Dos and Don'ts of XeriscapingProfessional tips for designing a xeriscaped garden
Xeriscaping is about using as little supplemental water as possible while still enjoying the lushness and vivid colors of a healthy landscape. "Early xeriscapes had an overabundance of rock mulches, with too few plants and lots of old wagon wheels/ driftwood chunks/ nerdy garden art," says Mike Woods of J&S Landscape in Longmont, CO. But designers nowadays can create fabulous low-water gardens in just about any style, so your xeriscape needn't look like a moonscape. Here, pros share their tips for creating a beautiful xeric landscape.
Do use your imagination.
"Xeriscaping can adapt to any style," says Elizabeth Przygoda-Montgomery of Boxhill Landscape Design in Tucson, AZ. "You can be French country, Mrs. Modern, or go in for a Tuscan theme," she says. "Xeriscaping doesn't mean zero."
Don't think you're stuck with a colorless vista of cactus.
"A lot of native California plants look green year-round," says Rama Nayeri of Creations Landscape Design in Tustin, CA. "I try to time the bloom cycles so every season has plenty of color."
Do use perennial flowers in close groupings.

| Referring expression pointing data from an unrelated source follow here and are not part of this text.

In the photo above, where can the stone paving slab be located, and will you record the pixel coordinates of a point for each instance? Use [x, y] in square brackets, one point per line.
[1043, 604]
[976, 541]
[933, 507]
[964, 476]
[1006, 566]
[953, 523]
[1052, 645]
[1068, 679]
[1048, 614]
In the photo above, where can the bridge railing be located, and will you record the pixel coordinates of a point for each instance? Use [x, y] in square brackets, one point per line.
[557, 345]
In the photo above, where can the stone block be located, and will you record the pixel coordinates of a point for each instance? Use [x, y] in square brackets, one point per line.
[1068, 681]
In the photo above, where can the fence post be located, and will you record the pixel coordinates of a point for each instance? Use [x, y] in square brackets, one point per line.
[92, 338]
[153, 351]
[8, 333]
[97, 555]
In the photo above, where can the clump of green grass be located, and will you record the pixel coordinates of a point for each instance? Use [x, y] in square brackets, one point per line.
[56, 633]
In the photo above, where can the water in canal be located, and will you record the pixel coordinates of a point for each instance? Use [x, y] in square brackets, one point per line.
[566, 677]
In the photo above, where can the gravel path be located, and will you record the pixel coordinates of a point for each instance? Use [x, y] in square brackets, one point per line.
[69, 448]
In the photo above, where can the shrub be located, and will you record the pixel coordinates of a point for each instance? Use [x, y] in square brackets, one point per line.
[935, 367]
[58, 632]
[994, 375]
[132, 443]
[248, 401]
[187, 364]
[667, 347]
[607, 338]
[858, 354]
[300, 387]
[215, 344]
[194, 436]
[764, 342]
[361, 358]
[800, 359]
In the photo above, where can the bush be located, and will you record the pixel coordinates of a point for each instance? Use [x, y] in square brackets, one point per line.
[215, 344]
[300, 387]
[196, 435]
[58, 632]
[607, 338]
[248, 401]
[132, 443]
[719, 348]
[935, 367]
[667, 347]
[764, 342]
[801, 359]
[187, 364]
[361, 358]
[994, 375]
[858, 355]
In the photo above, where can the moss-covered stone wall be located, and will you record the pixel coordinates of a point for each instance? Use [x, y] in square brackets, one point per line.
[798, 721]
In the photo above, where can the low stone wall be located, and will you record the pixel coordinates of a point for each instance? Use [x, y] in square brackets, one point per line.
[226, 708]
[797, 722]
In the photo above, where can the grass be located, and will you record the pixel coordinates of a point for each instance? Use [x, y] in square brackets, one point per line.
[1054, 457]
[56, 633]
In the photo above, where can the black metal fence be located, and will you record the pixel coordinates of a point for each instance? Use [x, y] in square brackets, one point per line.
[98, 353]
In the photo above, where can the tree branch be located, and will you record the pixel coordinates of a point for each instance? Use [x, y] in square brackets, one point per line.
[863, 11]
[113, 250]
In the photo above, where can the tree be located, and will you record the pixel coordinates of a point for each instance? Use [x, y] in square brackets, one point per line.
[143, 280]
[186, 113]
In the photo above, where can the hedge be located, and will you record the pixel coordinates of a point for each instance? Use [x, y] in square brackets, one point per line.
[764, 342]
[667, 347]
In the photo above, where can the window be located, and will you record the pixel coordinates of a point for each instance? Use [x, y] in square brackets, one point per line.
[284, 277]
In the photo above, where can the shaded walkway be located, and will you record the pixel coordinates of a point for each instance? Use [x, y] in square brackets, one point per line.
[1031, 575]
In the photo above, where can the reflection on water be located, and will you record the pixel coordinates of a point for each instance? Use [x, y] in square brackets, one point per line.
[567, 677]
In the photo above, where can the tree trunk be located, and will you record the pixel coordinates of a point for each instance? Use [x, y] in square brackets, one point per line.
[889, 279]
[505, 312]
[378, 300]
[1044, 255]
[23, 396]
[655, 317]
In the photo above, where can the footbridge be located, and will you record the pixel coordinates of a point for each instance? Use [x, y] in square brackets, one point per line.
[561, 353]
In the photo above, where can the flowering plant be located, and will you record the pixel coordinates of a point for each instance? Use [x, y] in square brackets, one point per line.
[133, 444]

Woods points out that using drought-tolerant flowering perennials en masse "gives a bold punch of flower power" to a xeric garden. Besides the visual advantage, having a continuous cover of foliage keeps plant roots cooler and can reduce the need for water.

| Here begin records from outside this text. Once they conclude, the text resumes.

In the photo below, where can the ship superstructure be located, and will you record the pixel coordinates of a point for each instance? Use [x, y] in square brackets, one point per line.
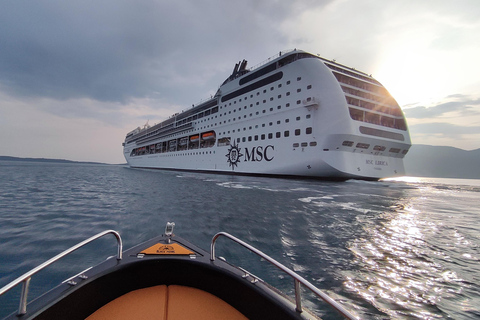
[298, 114]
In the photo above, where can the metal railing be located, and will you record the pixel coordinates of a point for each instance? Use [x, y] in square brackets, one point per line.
[22, 309]
[297, 278]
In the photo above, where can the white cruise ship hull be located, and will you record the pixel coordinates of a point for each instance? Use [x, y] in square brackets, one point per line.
[298, 115]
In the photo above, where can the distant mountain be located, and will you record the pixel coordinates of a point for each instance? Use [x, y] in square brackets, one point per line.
[7, 158]
[442, 162]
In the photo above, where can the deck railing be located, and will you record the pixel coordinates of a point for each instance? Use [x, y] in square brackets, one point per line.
[297, 278]
[25, 279]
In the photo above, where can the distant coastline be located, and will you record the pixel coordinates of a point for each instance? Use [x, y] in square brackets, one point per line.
[421, 161]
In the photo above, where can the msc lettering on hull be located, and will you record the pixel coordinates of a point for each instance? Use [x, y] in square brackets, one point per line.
[254, 154]
[258, 154]
[377, 162]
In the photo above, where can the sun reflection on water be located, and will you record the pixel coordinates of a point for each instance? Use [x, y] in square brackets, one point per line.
[394, 272]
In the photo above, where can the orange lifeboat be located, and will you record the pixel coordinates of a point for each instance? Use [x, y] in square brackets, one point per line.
[194, 138]
[208, 135]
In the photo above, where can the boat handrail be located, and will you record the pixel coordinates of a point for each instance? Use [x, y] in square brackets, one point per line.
[22, 309]
[297, 278]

Do install drip irrigation.
While you may only turn it on periodically once the plants are established, those first few years are critical in developing the deep root system that allows plants to thrive with less water and care.
Do consider seasonal interest.
By choosing plants carefully, you can enjoy the beautiful effect of dried bouquets billowing throughout the garden in autumn and winter. "Ornamental grasses, Russian sage, Autumn Joy Sedum and others stand tall in autumn and even look good when covered in snow," says Woods.
Do group plants by their watering needs.
If you want a few water-hungry plants such as hybrid tea roses or Hydrangeas, put them in the same section of the garden so they can be irrigated separately from your xeric plants. This way, each plant gets exactly what it needs.
Do check into rebates for getting rid of lawn or installing shade trees.
"Here in Arizona, the electric company will provide you with shade trees to reduce energy use," says Przygoda-Montgomery. In Orange County, CA where Nayeri lives, there are programs that reimburse homeowners for every square foot of lawn removed.
Don't overplant woody shrubs.
Woody shrubs can develop a crooked or irregular growth habit when crowded. Plus, allowing enough room for air to flow between shrubs and trees prevents disease and allows you to appreciate the natural form of these plants.
Don't be afraid to keep a small patch of lawn.
While lawns are the most water hungry part of any landscape, many people with children or pets opt for a small lawn. "I had one client with a chocolate lab and a five-year-old, so we put in a small patch of turf for them to play on," says Nayeri. Ask your landscaper about alternative varieties of turf for your region that use less water.
Don't bother starting with large specimens.
Larger plants need more water to get established, and after the first year, the same plant started from a 1-gallon pot and a 5-gallon pot will have grown to an equivalent size. Focal point shrubs and trees are the exception; it can take many years for them to develop a beautiful form, so it's worth splurging on those.
Don't be too quick to cut plants back in winter.
Many plants have a sculptural shape that's interesting even after they go brown. "I discourage wholesale cutbacks in the winter, and try to interest people in getting to know the winter look of these plants," says Woods.
Don't skimp on your soil prep.
"You have one good shot at improving the soil before you cover it up with landscape fabric or some type of mulch," says Woods. Compost helps the soil hold moisture, which means you'll need to irrigate just a little bit less. In addition, with careful grading you can direct natural rainfall to areas of the landscape where plants can benefit.